Mr Namhong’s letter said Thailand’s claim to the territory was based on its own “secret and unilaterally drawn map.” The letter went on to say that while Cambodia’s desire was to solve the issue bilaterally, Thailand had prevented the joint border commission from moving forward with its agenda.
“As the current stalemate has extinguished any hope on further bilateral negotiations and in order to avoid and large scale armed conflict…I seek Your Excellency’s assistance…to mediate on the matter under the Asean framework,” Mr Namhong’s letter said.
Thailand has previously sought to prevent Asean mediation after Cambodia moved to discuss the matter at an Asean summit in October. At the time, Thailand said the two countries should “avoid raising bilateral issues within the Asean framework.”

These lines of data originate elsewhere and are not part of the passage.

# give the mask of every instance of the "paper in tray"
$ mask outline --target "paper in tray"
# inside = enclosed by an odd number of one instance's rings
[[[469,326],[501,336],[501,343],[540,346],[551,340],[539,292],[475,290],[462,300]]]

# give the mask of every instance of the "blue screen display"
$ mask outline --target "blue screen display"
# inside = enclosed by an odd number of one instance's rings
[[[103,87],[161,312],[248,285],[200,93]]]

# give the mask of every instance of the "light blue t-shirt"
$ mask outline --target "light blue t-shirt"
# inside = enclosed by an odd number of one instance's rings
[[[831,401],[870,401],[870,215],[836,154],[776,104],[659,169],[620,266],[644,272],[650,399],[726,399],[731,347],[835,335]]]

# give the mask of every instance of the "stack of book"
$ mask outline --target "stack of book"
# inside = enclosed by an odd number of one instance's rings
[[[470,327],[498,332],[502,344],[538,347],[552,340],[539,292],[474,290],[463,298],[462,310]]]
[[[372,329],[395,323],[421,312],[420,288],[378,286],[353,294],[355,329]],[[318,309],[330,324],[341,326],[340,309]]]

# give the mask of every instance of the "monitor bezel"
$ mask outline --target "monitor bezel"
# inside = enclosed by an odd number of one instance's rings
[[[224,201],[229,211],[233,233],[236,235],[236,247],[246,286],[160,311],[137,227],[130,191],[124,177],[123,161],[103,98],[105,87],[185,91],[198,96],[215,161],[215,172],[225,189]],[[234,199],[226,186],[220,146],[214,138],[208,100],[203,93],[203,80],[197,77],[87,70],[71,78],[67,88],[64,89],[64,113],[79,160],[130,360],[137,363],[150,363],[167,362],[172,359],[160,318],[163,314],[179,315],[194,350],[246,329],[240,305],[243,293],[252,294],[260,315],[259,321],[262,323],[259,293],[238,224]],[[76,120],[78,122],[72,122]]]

A Thai government statement said yesterday that Thailand wanted the dispute solved within a bilateral framework.
In the statement, Buranaj Smutharaks, a spokesman for the Democrat Party, the senior partner in the Thai governing coalition, said that the involvement of a third party like Asean or the UN would “not do any good” and questioned why Cambodia was seeking a multilateral solution.
Council of Ministers spokesman Phay Siphan said yesterday that Cambodia was tired of waiting for the Thai Parliament to ratify the reports of previous joint border commission meetings between the two nations.
“The Thai Parliament needs to show they are willing to approve” the work of the border committee, Mr Siphan said. “We are seeking a diplomatic resolution with the assistance” of Asean.